Private cloud computing is going mainstream. It has moved from a technology limited to a handful of innovative enterprises to a technology that has been prioritized for development in the next 12 months by more than half the enterprises surveyed, according to new Forrester research. Differentiation between competing vendors now lies in user experience, ease of use and the provision of hybrid environments.
Enterprises Turn to Private Clouds
These are just some of the key findings of the recently published Forrester Wave: Private Cloud Solutions, Q4 2013 research by Lauren Nelson. The conclusions are based on interviews carried out in June and July this year across 27 vendors and their clients.
Nelson found that as the use of private clouds develops, vendors are being forced to provide a wide range of enterprise capabilities, including Virtual Machine (VM) management, design tools for complex applications, as well as substantial catalogs of services.
It also shows that most enterprises have neither the resources nor the will to build private clouds themselves.

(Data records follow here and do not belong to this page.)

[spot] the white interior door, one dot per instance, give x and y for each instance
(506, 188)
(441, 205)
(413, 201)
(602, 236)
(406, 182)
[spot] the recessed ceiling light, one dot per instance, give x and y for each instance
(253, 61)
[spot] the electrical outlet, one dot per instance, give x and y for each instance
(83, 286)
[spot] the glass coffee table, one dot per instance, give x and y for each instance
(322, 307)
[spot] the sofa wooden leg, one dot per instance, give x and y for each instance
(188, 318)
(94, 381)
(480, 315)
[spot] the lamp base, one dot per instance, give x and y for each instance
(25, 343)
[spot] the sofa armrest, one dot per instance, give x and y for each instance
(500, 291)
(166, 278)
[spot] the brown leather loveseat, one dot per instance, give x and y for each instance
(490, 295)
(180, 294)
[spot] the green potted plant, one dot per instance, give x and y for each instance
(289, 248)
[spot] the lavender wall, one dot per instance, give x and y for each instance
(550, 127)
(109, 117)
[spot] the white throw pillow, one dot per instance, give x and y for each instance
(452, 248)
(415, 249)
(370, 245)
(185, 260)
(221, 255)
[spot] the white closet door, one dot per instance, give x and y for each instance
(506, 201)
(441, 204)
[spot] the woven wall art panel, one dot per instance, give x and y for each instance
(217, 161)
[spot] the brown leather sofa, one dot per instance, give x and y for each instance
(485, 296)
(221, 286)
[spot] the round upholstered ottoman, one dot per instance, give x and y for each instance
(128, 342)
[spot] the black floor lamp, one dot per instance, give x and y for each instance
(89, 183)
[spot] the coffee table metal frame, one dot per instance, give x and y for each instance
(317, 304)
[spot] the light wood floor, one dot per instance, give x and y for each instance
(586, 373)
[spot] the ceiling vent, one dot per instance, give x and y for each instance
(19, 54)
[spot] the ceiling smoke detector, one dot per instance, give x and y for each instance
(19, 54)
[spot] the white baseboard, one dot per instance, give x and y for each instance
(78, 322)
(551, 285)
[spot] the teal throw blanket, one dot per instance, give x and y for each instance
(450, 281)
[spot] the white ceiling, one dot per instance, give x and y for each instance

Instead, they are buying commercial software to place on top of existing enterprise IT infrastructure. The research also shows that there is no shortage of vendors able to provide tools to do this.
The report also identified what Forrester called the 10 most significant private cloud providers. While all vendors provide basic virtual infrastructure and management capabilities, some are better at it than others.
In alphabetical order, the vendors that made it into this way include ASG Software Solutions, BMC Software, CA Technologies, Cisco Systems, Citrix Systems, Eucalyptus Systems, HP, IBM, Microsoft, and VMware.
They were picked based on 61 criteria that enable infrastructure and operations (I&O) professionals build full-featured private cloud solutions for enterprises according to enterprise needs. The research also only evaluated commercial, software-only private Infrastructure-as-a-Service (IaaS) cloud solutions.
According to Forrester, research over the past three years that appeared in its Forrsights Hardware Surveys shows a growing interest in private cloud deployments in both the US and Europe. While 33 percent have already moved to private cloud computing, 55 percent are expected to do so over the next 12 months.
Current strategies for cloud deployments include the purchase of commercial software (30 percent) or the purchase of several individual cloud components that pull together Infrastructure-as a-Service (IaaS) with existing hardware and IT management tools (16 percent).
However, the numerous different approaches to cloud computing that are currently available are leading to confusion around the products themselves and the possibilities they offer.
Key Private Cloud Solution Trends
As the market evolves, Forrester expects it will expand to provide better cloud management possibilities, offer more to meet the needs of developers, and provide ways for enterprises to develop hybrid environments. In terms of solutions, Forrester has identified the following four trends:
1. IaaS Focus
One of the major developments over the course of this year was the addition of low-level Platform-as-a-Service capabilities for the deployment of applications to private clouds. This enables administrators to create templates for application development, rather than just the raw infrastructure that enables them to build them.
2. DevOps Support
A number of vendors have started to plan for the development of tools that will help developers and operations professionals at the same time. While developers are generally focused on speed and completion goals, operations professionals are more concerned about stability and uptime.
3. IT Management
Many recent cloud packages are evolving to include IT service management capabilities. For those enterprises that do not have these tools already, these capabilities will simplify deployment. For those that do have them already, this can be an unnecessary cost. The result will be the development of multi-tiered cloud suites that will meet the needs of both kinds of enterprises.
4. Hybrid clouds
Hybrid clouds are those where IT environments are built between cloud and non-cloud environment and which, in an ideal world, can be managed through a single portal. However, most solutions do not offer the possibility of managing the two environments through a single portal so that enterprises are being forced to manage cloud and non-cloud elements as separate IT components. Unifying the two is something enterprises will have to work on.